La signora ritratta in questa foto è una artigiana tessile. Non c’è nulla di strano in quello che sta facendo, ma tutto intorno a lei c’erano stampanti 3D, laser cutter e schede Arduino. Vuol dire che una continuità tra conoscenze di passato, presente e futuro, dopo tutto, esiste. Per nove giorni, Popup Fablab ha portato la creatività di makers e fabbers alla Mostra Internazionale dell’Artigianato di Firenze, ed è stato un piccolo successo.

Le foto raccolte su Facebook da Fab Lab Firenze (meritano davvero) ti mostrano adulti, giovani, bambini e anziani che si mettono all’opera intorno a un tavolo per creare qualcosa. Può essere di tutto: un badge innestato con i led, una cover per iPhone tagliata con il laser o un cucchiaio di legno. Poco importa. L’importante è che lo vedi costruire sotto i tuoi occhi.

Oltre ai workshop c’erano anche diverse occasioni per conoscere chi fa impresa sul territorio, chi avvia progetti ambiziosi e chi dialoga giorno dopo giorno con le persone in rete.

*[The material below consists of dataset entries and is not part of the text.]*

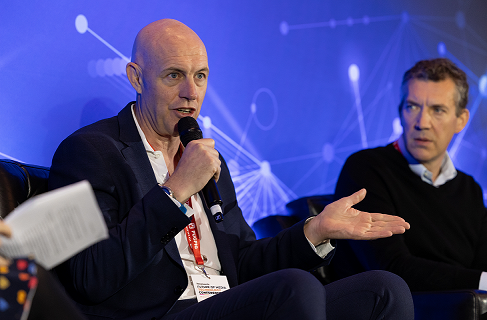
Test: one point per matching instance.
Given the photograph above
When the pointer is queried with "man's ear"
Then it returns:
(462, 120)
(134, 74)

Un primo bilancio sull’ecosistema makers è riportato su First Draft (e non dimenticatevi il videoblog di Alice e Davide), che riporta nomi come Buru-Buru, Blomming, Slowd e MakeTank.

Popup FabLab e Digital Makers sono state due occasioni per raccontare un mondo, quello di makers, fabbers e creativi. Come per tutte le storie, ci vuole qualcuno che la racconti e qualcun altro che la faccia sua. Quella di Firenze non è stata solo una mostra, ma una occasione per diffondere esperienze e idee sulla conoscenza e sull’uso pratico che ne facciamo.

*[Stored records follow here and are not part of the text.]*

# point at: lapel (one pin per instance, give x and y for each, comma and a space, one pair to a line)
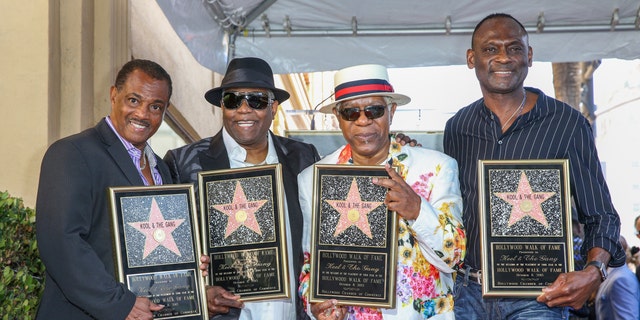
118, 153
290, 181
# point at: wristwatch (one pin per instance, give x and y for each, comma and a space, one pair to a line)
601, 267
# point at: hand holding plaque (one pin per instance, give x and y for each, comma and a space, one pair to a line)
155, 231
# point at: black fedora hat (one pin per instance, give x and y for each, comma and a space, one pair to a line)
246, 73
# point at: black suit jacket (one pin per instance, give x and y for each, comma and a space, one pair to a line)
73, 225
211, 154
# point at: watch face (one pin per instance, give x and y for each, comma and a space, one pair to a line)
601, 267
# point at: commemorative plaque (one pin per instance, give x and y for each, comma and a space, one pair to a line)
244, 227
525, 222
354, 238
155, 235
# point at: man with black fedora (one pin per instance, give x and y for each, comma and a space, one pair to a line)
249, 101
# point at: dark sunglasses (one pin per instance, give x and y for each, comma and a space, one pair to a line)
255, 100
371, 112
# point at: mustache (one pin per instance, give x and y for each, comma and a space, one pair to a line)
140, 122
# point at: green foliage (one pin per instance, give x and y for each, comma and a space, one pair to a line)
21, 271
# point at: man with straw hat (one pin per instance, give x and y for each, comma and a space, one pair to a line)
424, 192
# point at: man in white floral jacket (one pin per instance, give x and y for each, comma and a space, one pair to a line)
425, 193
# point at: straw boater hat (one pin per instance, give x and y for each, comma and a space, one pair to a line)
246, 73
363, 81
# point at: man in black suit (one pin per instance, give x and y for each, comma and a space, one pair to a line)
249, 102
72, 206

Il miglior modo per capire di cosa stiamo parlando è prendere in prestito le parole di Fab Lab Firenze. In un post del 28 aprile hanno spiegato perché, soprattutto oggi, sia importante puntare su strumenti tecnologici, processi collaborativi, attitudine al coraggio e all’autoimprenditorialità.

[E portarli] anche nelle scuole, tra i bambini, i ragazzi o nelle università, dove sembra si sia smarrita la confidenza con il fare nel concreto. In questo modo forse creeremo meno oggetti, ma ci auguriamo di creare futuri progettisti. Meno prodotti, e più produttori.